The press releases and phone calls I had made paid off - the gigs were all sold out. We got the front page of the Providence Journal-Bulletin for the Sunday before the following Friday’s show at Lupo’s Heartbreak Hotel, Roomful’s home stomping ground in Providence, and that was followed by getting the front page of the New Paper a few days later for the same show. Lupo’s was sold out, amazing the club’s owner Rich Lupo, who came up to me saying, 'This is wild, we never had a blues show sell like this before'. PM magazine, from one of the local TV stations, filmed the entire show and then interviewed Roy and the band afterward. A couple of nights before, we had played Jonathan Swift’s club in Cambridge, just outside Boston, and Robert Nadeau, usually the food critic for one of the papers, turned music critic for the night and had mocked Roomful. Asked about this on camera, Roy bristled. ‘Let me tell you this, that Robert Nadeau is an asshole. He has no business writing about music - he obviously knows nothing about it’. It was a decidedly satisfying moment. Roomful had long battled the ‘bunch of white guys’ slings and arrows, which was more than innately unfair, and belied by the fact that musicians with unassailable pedigrees, from Count Basie to Albert Collins, lauded Roomful, and knew and understood what was going on musically. After all, it was a musician's band. 'That Robert Nadeau is an asshole'  line lived long in the collective Roomful memory.

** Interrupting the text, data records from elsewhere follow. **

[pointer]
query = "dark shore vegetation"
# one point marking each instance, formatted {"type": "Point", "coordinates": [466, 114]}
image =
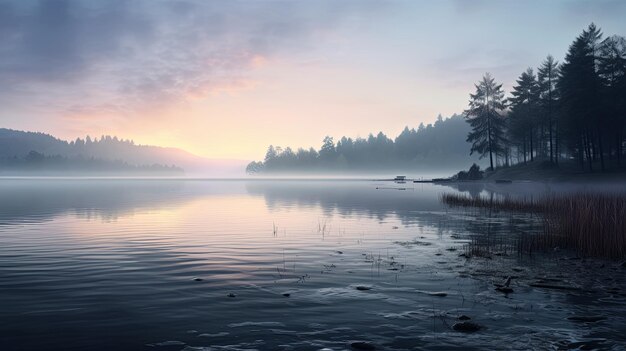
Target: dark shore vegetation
{"type": "Point", "coordinates": [556, 113]}
{"type": "Point", "coordinates": [592, 224]}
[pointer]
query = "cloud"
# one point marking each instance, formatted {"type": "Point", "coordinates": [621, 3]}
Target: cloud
{"type": "Point", "coordinates": [74, 56]}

The tour ended up in New York City, at The Bottom Line, the showcase club down in the Village. The word had got out, and the place was jammed, and on a Sunday night too. It was more than gratifying to see the crowd digging Roy, the band, the sound; the blues was alive, well, hale and hearty. The future was beckoning, enticingly, and all was good with the world.

Roy was flying out that night, back to LA, and we were headed back to Rhode Island. We took him uptown, close to the subway he could take to get to JFK and dropped him off at a corner. It was a cold, freezing, early April night, and my last sight of Roy was of him walking around the corner of a deserted side street, next to a chain-link fence at one in the morning,  collar up, hunched against the cold, his bag hanging from his shoulder. And then he was gone, and we headed for old Interstate 95, and a long haul through the wee wee hours back to Lil Rhody.

Roy had a slot at the New Orleans Jazz festival a couple of weeks later. We had time off, and our piano player, Al Copley, went down to catch the show. He caught up with Roy and plans were laid for him to return to the east coast. 

A short time later, on May 25th, came the news that Roy had died of a heart attack. He was 61.